We imaged and measured vibrations from within the apical cochlear turn using VOCTV, as described previously (Gao et al., 2014; Lee et al., 2015, 2016). Briefly, the custom-built system consisted of a broadband swept source (MEMS-VCSEL, Thorlabs) with a center wavelength of 1,300 nm, a bandwidth of 100 nm, and a 200-kHz sweep rate, as well as a dual-balanced photodetector (WL-BPD600MA, WieserLabs), and a high-speed digitizer (NI-5761, National Instruments). The source beam was scanned across the preparation using a 2D voice coil mirror housed in an adaptor that was attached to the bottom of the dissecting microscope (Stemi-2000, Carl Zeiss).

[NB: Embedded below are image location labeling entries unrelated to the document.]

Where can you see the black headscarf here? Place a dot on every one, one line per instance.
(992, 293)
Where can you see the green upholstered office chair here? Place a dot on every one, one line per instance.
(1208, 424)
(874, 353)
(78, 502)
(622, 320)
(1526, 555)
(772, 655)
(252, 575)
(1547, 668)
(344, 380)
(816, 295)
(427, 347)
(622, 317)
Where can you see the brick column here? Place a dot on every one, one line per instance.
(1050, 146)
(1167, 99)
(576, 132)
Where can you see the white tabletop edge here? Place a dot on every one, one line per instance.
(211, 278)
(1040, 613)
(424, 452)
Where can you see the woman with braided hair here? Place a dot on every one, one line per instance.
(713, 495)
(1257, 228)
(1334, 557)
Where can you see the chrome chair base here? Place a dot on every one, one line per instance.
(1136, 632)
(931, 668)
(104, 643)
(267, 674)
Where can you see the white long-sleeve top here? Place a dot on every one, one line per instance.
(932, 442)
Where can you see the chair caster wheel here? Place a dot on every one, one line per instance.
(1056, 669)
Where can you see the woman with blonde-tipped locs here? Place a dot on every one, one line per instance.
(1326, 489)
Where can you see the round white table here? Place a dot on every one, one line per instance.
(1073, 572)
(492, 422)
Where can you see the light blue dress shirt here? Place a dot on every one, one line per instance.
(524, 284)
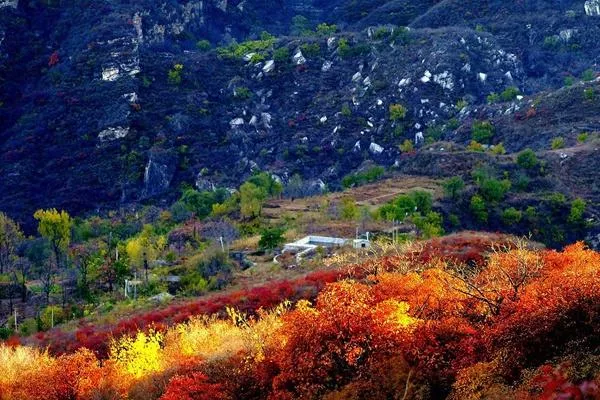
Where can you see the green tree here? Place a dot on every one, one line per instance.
(577, 211)
(11, 237)
(55, 227)
(527, 159)
(349, 210)
(478, 208)
(511, 216)
(397, 112)
(453, 187)
(251, 199)
(271, 238)
(482, 131)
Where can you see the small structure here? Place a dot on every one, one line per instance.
(309, 244)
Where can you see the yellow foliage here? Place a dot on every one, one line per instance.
(139, 355)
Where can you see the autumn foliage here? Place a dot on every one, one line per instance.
(521, 324)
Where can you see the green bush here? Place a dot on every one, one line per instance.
(588, 75)
(494, 190)
(397, 112)
(527, 159)
(203, 45)
(511, 216)
(510, 93)
(557, 143)
(482, 131)
(271, 238)
(453, 187)
(577, 211)
(361, 178)
(281, 55)
(175, 74)
(478, 208)
(311, 49)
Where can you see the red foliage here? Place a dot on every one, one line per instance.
(192, 387)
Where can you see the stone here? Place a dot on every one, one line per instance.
(110, 134)
(592, 8)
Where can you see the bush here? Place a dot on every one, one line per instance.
(511, 216)
(510, 93)
(271, 238)
(397, 112)
(281, 55)
(527, 159)
(482, 131)
(588, 75)
(582, 137)
(175, 74)
(478, 208)
(577, 212)
(203, 45)
(557, 143)
(311, 49)
(475, 147)
(361, 178)
(498, 149)
(406, 146)
(453, 187)
(494, 190)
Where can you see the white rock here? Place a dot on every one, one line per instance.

After obtaining 2D cross-sectional images of the cochlea, vibrations were measured from single voxels representing points on the BM, TM, and RL at a location approximately one half-turn from the apex. To reduce variation in the location studied, we oriented the equipment and mouse’s head as similarly as possible across experiments. Measurement points always corresponded to local maxima in the intensity versus depth function for a given x-coordinate. This maximized the vibratory signal-to-noise ratio and minimized distortions due to signal competition from adjacent locations (Ellerbee and Izatt, 2007; Lin et al., 2017). Sound stimuli were digitally generated and presented via a speaker (MDR EX37B, Sony) that was fixed to the head-holder and positioned close to the eardrum. Vibrations were measured in response to 200-ms pure tones swept from 2 to 14 kHz in 0.5 kHz steps, and from 10 to 80 dB SPL in 10 dB steps. Stimuli were calibrated prior to each experiment using a Brüel & Kjær 1/4” microphone (Type 4939).

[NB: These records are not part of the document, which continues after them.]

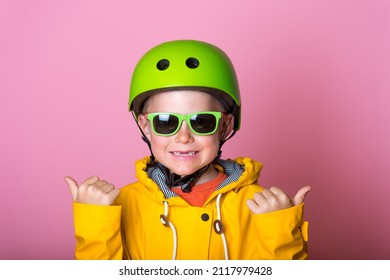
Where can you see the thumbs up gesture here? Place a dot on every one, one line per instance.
(275, 199)
(92, 191)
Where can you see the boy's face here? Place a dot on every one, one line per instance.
(184, 152)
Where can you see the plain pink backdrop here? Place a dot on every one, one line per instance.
(315, 87)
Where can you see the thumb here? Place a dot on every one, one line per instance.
(301, 194)
(73, 187)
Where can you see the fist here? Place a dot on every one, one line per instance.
(275, 199)
(92, 191)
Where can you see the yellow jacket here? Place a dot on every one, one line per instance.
(134, 227)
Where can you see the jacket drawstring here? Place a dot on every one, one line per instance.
(218, 227)
(164, 220)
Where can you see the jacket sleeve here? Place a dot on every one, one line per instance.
(282, 234)
(97, 232)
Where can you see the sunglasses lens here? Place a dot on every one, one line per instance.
(165, 123)
(203, 123)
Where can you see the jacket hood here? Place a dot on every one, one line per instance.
(241, 172)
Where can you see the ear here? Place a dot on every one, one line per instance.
(144, 125)
(227, 126)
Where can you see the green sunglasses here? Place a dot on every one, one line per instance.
(200, 123)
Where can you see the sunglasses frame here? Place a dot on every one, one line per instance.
(187, 118)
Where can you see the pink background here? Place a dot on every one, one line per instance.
(315, 87)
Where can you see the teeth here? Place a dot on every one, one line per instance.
(184, 154)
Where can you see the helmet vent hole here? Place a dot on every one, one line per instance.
(192, 63)
(163, 64)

After completing in vivo measurements, mice were sacrificed via anesthetic overdose, and measurements were repeated 10–60 min postmortem. Time of death was determined by the absence of breathing, heartbeat, and other movements. Lastly, the head was rotated to visualize the middle ear ossicles, and vibrations were recorded from the orbicular apophysis of the malleus. This allowed normalization of the displacements of the cochlear structures to those of the ossicular chain so that the cochlear gain per unit input could be calculated. All vibratory data shown had displacement magnitudes at least 3 SDs above the mean measurement noise floor, as computed from frequency bins within ±200–300 Hz of the stimulus frequency.

Statistical Reporting

Vibratory responses were parameterized to assess whether effects observed in mutant mice were consistent with reduced transverse partition stiffness or reduced longitudinal coupling. Vibratory data were extrapolated to 1 kHz to facilitate quantification of the response bandwidth, allowing estimates in all mice except for one WT C57BL/6J control. Slopes of the vibratory phase versus frequency curves could be computed for all mice at the −1.75 cycle phase intercept except for two Tecta mice, in which the vibratory magnitudes were below the noise floor at this intercept. Differences between each mutant strain and its WT control were assessed with unpaired t tests. Differences across mutants were assessed with one-way ANOVA and Tukey post hoc comparisons, after expressing all values as a percentage of the appropriate mean WT value. p values < 0.05 were considered significant. Reported values are the mean ± SEM.